The only thing I would add is that often people who do learn about market/economy/stock investment - sometimes very smart people - still unperformed the broader market.
Either real estate or stocks, any one can make money, run the business successfully. Success depends on various factors, timing, cash position, leverage benefits…etc. There are pros and cons on each of these.
If you want to analyze broadly, keep it equal standards, stocks will outsmart real estate in the long run. This is well known with google search results.
It is like buy vs Rent, this debate, Stock vs Real estate, never ends
High risk high return In the long run, a higher risk investment should yield higher return. But. Yes, but short-term anything can happen AND you can be insolvent and don’t have sufficient time to recover because you’re older than me And I don’t have sufficient time to recover compared to wqj. So better be as prudent as you can. Adopt WB’s “don’t lose”.
You can’t, won’t succeed if you keep your hands in too many losing investments.
Has anybody done a study of their own money placed on a stock, say Apple where they can track what’s their profit and match it against what that investment would produce if they put in into a CD or any municipal funds, o anything attached to the whims of the stock market?
I make the questions because most of people I ask questions about their contribution on a 401K can’t and won’t have any concrete answer of the total amount every month or year. They don’t even have any idea of how much they have grown. None at all, just “I got money there”.
Lead by a true statement doesn’t imply the ensuing statements are true. Playing game
Asset allocation. Risk adjusted return. What most of us should aim for is a stable return. So putting all in one basket is not a good idea. Tell me how your IUL help to achieve this aim? Why would I want to complicate my asset allocation with IUL if my current asset allocation can already meet the goal of IUL? Too many instruments are hard to track and usually lead to bad return. KISS Primary, S&P index, rentals and focussed stock portfolio in descending order of building up. Ahem… I did build up rental before stock portfolio
I am going to ask you this: you have $100 to invest, and I am going to use “invest” though I can’t use that word with my clients. Got it.
OK, You buy a stock from say Apple at $100
Then, they allow you to pull $80, you never pay it back.
Now, your tock is worth $80 earning I don’t know, say 7% annually, compounding interest as seen during the last 20 years. Jill mentioned it, S&P 500 index is giving you 7% returns, compounding interests.
Now, remember the $80 you borrowed?
Invest it on whatever you like.
Or, just add another $20 to buy another $100 stock from Apple.
You put $100, got $160 to work with.
Added: Do this month after month. What the results would be?
Did I tell you that your $100 or whatever positive return “stock” in Apple is not going to lose its value but will go up when Apple goes up?
That is leveraging your money.
You won’t get it if you are a negative people stuck in old stuff. That’s all.
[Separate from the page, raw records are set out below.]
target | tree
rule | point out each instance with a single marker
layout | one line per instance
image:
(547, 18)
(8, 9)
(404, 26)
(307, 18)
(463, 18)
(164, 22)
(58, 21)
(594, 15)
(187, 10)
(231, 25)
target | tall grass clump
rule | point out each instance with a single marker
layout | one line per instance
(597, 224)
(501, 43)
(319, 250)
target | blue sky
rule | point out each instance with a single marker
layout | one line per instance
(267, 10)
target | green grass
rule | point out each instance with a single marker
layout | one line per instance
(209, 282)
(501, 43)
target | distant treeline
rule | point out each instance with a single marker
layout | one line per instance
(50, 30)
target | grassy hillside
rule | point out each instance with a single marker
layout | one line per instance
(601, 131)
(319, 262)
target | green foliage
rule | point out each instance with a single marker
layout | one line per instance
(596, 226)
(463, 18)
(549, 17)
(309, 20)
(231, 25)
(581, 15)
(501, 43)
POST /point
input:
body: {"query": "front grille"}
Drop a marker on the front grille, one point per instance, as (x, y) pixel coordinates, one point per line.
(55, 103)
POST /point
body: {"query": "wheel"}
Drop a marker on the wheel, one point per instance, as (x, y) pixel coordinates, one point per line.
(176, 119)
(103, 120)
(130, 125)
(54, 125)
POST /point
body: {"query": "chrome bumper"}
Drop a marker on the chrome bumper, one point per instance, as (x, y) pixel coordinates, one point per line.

You fraudulent troll. That’s not what happens as has been explained and proven. You’re paying interest to borrow back the 80%. You are so stupid you can’t even see you’re literally betting the investment gains in the IUL policy will be higher than the loan interest. If not, you lose money. 40% of the years you’ll lose money based on the interest rate you provided and 30 years of market returns.
Checked just now. MCA is down from 14.5 to 12.3. Why? I am looking for something that’s like a CD (no loss of principal) but better interest rate. Tax friendly is even better.
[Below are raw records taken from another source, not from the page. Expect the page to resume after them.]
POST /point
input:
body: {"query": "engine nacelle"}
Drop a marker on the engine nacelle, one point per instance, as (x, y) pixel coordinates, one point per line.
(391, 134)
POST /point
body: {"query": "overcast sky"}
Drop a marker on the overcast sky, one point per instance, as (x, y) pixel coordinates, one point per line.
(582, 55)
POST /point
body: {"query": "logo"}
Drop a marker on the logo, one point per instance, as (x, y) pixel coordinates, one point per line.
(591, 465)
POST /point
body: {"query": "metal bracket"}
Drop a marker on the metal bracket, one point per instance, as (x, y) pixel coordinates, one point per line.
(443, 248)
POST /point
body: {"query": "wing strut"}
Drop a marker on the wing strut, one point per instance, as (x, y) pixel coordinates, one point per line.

For me, Individual stocks are wild ride, better gains, better dividends in the long run than indexing.
As long as I feel that I have enough skill set to choose individual stocks, I will definitely buy stocks than indexes.
I tried small amount indexes or mutual funds, but it is boring for me.
In some retirement accounts, I still have HACAX and DODGX considerable good amount (There is no choice better than these).
In my taxable account, I have FZROX, but every low amount.
They retain face value, but the price you pay will vary unless you buy on issue. As rates go up, you’ll pay below face value for older bonds with lower coupon rates. You want to watch yield to maturity. That’s a combination of coupon rate plus market price vs face value.
If you ever sell a bind before maturity, there’s a risk it’ll be worth less than face value.
I hold a mix of index + individual. I’m considering going very simple in future aka Bogleheads style.
Mainly because I do think I need to spend more time on active income earning and less on thinking about a portfolio that is too small to actively manage.